Writing a C Compiler

JeremyGrosser · August 10, 2024, 8:27pm

It’s a Three-Address Code (TAC) defined in the book… Sort of a high level assembly IR where each instruction has up to three operands: two sources and a destination.

If you’re at all interested in this stuff, I highly recommend picking up a copy of the book. No Starch has 32% off everything this weekend with the DC32 coupon code.

JeremyGrosser · August 15, 2024, 7:05am

Chapter 5: Local Variables

The bug I encountered in Chapter 1 where return2 was parsed as the return keyword came back to haunt me. I was missing '0' .. '9' character range in identifier names. Chapter 5 tests include a variable named void2 which was incorrectly parsed as a void token. After fixing the lexer, I re-ran all of the previous chapters’ tests and everything looks fine now.

The rest of the implementation went fairly smoothly once I got through reading the chapter, which took longer than usual as I kept losing focus. Variable resolution just doesn’t excite me and feels like a bit of a chore.

I refactored most of the Unbounded_String operations on Identifiers into a single WACC.Strings package just to avoid duplicating the Make_Identifier logic in both the Semantic_Analysis and TACKY packages. I expect the Strings package to grow more functionality over time.

JeremyGrosser · August 16, 2024, 6:26pm

Chapter 6: if Statements and Conditional Expressions

I never liked ternary operators in C. The list of examples for precedence rules and undefined behavior in this chapter really drive home how dangerous they are. Still, it’s part of the langauge, so we must. I liked how the later stages of the compiler didn’t need updating here. We already have conditional jump instructions, so adding if statements is really just a frontend concern.

I’m a bit surprised that compound statements get their own chapter, but I’m sure I’ll understand soon.

JeremyGrosser · August 21, 2024, 8:34pm

Chapter 7: Compound Statements

Oh. Scoping rules. That’s why. I like the variable renaming and map copy approach here. Seems simpler than what Crafting Interpreters does with a nested tree of scopes you have to traverse to resolve.

I did a bit of refactoring in the semantic analysis pass here to more closely match the function names in the book’s pseudocode. Every time I try to be more clever than the book, I have trouble remembering why I did it a few days later. There’s a lesson there, certainly.

Chapter 8: Loops

There’s a lot of subtle behavior happening in this chapter that took me a while to wrap my head around. For loops in particular have a lot of moving parts. I’ve fallen into the trap of using null pointers to represent optional values. I may go back and try to fix this at some point, but it would be a large refactor of the ASDL data structures. I’ll live with it for now.
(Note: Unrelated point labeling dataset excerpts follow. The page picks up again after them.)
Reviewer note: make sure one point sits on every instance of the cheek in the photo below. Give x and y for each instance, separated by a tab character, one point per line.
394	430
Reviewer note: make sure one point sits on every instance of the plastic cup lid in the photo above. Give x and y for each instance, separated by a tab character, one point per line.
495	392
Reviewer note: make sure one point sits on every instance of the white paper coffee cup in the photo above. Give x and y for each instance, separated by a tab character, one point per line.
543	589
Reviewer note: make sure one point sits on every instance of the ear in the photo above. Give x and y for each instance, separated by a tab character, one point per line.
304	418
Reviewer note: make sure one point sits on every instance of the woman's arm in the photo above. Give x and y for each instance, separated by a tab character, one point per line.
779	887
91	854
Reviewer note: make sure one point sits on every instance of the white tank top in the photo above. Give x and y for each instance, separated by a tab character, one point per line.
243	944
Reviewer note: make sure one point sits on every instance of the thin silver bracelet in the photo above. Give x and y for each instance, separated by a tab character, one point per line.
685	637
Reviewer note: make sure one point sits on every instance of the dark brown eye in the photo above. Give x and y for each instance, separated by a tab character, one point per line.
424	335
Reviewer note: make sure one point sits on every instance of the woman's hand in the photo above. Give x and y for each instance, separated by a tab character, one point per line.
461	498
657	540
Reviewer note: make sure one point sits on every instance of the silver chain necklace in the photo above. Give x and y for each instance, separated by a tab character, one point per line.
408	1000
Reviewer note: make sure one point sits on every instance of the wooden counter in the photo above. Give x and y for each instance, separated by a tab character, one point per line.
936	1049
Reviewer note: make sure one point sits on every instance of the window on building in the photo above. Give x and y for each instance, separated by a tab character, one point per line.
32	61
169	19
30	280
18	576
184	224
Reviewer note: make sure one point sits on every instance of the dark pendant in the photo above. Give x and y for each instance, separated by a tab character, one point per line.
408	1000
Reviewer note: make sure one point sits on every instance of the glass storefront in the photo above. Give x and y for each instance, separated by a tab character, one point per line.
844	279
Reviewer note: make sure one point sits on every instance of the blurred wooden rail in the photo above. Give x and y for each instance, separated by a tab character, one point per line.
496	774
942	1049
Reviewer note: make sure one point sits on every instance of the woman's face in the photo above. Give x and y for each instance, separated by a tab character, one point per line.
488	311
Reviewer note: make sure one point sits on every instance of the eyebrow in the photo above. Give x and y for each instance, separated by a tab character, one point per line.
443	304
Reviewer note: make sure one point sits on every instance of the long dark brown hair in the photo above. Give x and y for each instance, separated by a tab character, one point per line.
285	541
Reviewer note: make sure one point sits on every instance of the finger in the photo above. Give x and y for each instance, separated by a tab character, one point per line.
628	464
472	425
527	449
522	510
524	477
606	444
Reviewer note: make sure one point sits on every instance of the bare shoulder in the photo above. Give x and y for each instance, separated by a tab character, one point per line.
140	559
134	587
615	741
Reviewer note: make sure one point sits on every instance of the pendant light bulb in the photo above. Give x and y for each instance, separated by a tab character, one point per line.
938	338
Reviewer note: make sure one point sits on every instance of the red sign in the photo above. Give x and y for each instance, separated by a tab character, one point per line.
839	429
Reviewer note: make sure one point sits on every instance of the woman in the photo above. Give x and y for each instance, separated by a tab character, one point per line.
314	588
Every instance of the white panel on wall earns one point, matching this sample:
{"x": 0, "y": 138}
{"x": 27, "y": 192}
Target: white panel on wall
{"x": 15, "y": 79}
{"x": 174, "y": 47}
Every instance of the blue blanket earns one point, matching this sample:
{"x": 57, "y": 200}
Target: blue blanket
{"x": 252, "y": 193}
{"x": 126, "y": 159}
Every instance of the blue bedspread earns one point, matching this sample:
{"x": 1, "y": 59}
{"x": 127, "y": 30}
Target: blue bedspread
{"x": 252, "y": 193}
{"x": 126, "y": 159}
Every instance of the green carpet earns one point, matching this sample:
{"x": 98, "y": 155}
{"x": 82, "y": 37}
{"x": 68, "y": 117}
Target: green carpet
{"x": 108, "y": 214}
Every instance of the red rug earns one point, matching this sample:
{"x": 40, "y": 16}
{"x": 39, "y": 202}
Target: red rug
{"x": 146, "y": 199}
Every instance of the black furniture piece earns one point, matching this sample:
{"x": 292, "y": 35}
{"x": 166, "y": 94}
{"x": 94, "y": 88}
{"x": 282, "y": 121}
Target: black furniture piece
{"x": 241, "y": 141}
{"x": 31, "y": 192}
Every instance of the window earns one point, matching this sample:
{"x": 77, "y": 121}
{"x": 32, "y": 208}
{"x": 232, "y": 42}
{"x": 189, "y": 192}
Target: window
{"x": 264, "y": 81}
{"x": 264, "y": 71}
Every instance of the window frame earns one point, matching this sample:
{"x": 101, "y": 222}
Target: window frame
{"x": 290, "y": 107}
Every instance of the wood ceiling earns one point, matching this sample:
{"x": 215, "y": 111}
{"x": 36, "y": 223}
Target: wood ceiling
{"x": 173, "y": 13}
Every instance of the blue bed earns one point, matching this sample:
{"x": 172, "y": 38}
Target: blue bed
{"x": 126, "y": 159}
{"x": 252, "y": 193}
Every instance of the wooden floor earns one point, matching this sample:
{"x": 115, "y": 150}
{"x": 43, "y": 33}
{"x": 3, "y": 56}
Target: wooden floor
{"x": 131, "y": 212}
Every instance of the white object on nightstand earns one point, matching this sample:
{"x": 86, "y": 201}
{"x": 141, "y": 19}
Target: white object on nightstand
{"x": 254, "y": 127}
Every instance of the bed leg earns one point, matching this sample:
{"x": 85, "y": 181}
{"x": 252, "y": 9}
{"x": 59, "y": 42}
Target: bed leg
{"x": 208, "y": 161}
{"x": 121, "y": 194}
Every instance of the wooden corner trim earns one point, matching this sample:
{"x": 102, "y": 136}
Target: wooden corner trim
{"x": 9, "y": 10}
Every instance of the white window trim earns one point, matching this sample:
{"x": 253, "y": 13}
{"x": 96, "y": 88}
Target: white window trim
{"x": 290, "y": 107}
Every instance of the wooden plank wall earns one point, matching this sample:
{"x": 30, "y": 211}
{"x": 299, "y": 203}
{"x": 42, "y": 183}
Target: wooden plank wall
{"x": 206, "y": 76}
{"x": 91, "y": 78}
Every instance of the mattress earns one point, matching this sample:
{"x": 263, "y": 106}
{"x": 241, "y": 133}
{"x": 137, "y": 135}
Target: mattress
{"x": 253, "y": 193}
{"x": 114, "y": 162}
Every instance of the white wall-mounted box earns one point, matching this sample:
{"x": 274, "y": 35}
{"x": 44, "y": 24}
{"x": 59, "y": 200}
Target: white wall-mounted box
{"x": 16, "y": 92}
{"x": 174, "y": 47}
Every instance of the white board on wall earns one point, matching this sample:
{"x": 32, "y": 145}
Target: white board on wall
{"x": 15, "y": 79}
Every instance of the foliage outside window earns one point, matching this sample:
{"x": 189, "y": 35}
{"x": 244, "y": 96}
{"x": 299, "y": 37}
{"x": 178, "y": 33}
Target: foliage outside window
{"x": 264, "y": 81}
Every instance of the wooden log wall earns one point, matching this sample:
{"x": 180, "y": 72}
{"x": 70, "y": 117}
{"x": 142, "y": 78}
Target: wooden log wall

The extra credit goto statements I added in chapter 6 are broken now. The goto_bypass_init_exp test has a goto jump to a label inside a for loop. This is supposed to skip executing the for initializer. From my understanding of the assembly output, it does this correctly, but I’m not certain. If the label the goto is jumping to is indeed in the wrong place, I think I need to add a new fixup pass in the assembly stage that moves the label if it precedes a For_Init_Node. I’m not certain this is the right approach though.

Tom · August 25, 2024, 10:50am

Hi you might prefer the book “Crafting a Compiler” by Charles N. Fischer and Richard J LeBlanc, Jr bublished by Benjamen Cummings 1988. Tt’s all about writing an Ada compiler in Ada of course. It covers all the basic theory and has lots of Ada code in it. Great project. I would love to write an almost Ada compiler and get rid of a few things I find a bit irritating about it. However after more than 3000 hours of Ada and years of C/C++ before that I am hooked on Ada. Even so far as to write www.adaworks.it no its an http not https. Sorry. Server written in Ada though.
Tom

OneWingedShark · August 26, 2024, 5:30pm

My advice: never use RegEx, not even for “recognizing integers”.

An alternative to this would be to use EVIL’s file-interface generic (providing a self-closing file-type w/ stream access) and/or Byron’s Readington subsystem (stream to Wide_Wide_String [full Unicode]).

Another option is Using a High-level Language as a Cross Assembler. (3 page paper)